Running multiple A/B tests in parallel

Marton Trencseni - Mon 06 April 2020 - Data

Introduction

Suppose we have N=10,000 users and want to run 2 A/B test experiments, $E_1$ and $E_2$, both of which are trying to move the same metric. In this post I will assume the metric we are trying to move is timespent per user (or something like it, a number assigned to each user). The same logic also applies to conversions, but timespents are a better illustration of the concepts.

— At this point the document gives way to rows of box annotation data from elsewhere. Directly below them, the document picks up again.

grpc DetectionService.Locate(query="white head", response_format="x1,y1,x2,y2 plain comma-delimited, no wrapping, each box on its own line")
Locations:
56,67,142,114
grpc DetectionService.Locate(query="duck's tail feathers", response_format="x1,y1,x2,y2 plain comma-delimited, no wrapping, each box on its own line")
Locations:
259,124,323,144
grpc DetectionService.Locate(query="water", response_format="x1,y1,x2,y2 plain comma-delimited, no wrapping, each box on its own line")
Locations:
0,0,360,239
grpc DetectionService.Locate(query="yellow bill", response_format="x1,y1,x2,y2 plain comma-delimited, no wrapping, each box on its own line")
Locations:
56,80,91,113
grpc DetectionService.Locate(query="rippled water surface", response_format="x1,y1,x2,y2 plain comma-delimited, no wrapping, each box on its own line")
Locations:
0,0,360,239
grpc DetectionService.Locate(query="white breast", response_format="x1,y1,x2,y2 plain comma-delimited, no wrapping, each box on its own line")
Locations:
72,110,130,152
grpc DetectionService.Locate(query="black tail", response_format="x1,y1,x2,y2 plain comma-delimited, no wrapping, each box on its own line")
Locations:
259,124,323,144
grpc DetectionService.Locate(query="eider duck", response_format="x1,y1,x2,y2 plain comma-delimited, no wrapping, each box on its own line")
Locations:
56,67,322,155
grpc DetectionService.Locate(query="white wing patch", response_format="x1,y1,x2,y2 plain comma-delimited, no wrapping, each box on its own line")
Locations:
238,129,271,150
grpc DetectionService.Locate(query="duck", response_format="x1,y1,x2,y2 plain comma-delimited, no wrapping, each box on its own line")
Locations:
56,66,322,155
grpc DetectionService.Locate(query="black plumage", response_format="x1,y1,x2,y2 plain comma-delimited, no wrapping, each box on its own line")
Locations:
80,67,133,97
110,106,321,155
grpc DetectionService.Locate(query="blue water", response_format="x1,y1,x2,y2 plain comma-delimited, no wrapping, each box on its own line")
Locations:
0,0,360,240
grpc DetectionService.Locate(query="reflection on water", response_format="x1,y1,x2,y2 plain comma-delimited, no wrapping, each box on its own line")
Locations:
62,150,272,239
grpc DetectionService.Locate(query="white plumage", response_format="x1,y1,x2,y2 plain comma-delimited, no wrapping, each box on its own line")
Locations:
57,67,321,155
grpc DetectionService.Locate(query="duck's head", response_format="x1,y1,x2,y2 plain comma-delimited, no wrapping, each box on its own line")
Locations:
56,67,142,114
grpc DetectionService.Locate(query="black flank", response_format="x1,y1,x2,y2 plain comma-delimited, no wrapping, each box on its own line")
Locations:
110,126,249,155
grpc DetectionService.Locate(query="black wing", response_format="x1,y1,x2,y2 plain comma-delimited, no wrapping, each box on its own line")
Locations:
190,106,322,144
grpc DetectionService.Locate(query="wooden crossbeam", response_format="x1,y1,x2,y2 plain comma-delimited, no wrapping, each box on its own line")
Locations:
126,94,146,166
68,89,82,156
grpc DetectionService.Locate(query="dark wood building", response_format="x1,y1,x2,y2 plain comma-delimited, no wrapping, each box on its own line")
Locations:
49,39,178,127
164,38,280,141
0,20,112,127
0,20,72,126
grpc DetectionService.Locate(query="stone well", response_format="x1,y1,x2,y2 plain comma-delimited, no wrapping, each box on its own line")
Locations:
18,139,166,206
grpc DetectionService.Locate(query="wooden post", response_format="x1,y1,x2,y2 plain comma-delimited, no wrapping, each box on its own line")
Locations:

It is a common misconception that when running two experiments, we have to split our users between the two experiments, so each experiment will have 50,000 users in it, and each bucket will have 2,500 users in it (A in $E_1$, B in $E_1$, A in $E_2$, B in $E_2$). The cause of this misconception is the belief that if a user is in both experiments, then we cannot tell which experiment led to the user spending more time.

At face value, this is an error in statistical reasoning. We don’t really care why an individual user spent more or less time with the product, what we care about is the average timespent between A and B. As long as that measurement is accurate, individual users’ being influenced by multiple experiments is irrelevant. Accurate here means that we would measure the same thing (statistically) if we were running only one A/B test.

Having said that, there are cases when running multiple tests on the same user leads to statistical errors: this happens if the experiments interact. In other words, if we assume that run by itself $E_1$ lifts by X, and $E_2$ lifts by Y, and if we run both than the lift is X+Y, then we're fine. But if the effects interact with each other, in which case the combined lift is something else (eg. X+Y/2, because the presence of X suppresses Y), then we cannot run them in parallel. This happens if eg. the experiments are making UI changes to the same dialog.

If the experiments are independent, there is in fact no need to limit the sample sizes, both experiments can run on all 100,000 users, in parallel.

The code shown below is up on Github.

Modeling the experiments

To understand why parallel experiments work, let’s remember how an A/B test is modeled in our simulations: each user is represented by a independent random variable (RV). Independent, because we assume users don’t affect each other (so, we’re not in a social network setting here), and it’s a random variable because individual user outcomes are random. In this post, like before, I will use an exponential distribution to model timespents. The exponential distribution has one parameter $\mu$, which works out to be the mean. I will assume that by default, users have $\mu=1$.

In our timespent simulations, when we say that an A/B test is actually working, we model this by increasing the $\mu$ parameter for the user’s random variable. In the end, we will sample the random variable, so the actual outcome can be any timespent $t>0$, but on average, users with lifted parameters will have higher timespents. This is the key: in an A/B test, we don’t care about individual user’s outcomes, since they are statistically random anyway, we care about measuring accurate average lifts between groups of users.

Visualizing one A/B test

There is an easy visual way to understand why parallel A/B tests work. Before we look at the parallel cases, as a starting point, let’s look at the simple case of just one experiment. We can use code like in the previous posts for this:

N=10*1000
funnels = [
    [0.00, 0.5],
    [1.00, 0.5],
]
timespent_params = defaultdict(lambda: 1.0)
timespents = {}

funnel_assignment = simulate_abtest(funnels, N, timespent_params, force_equal=True)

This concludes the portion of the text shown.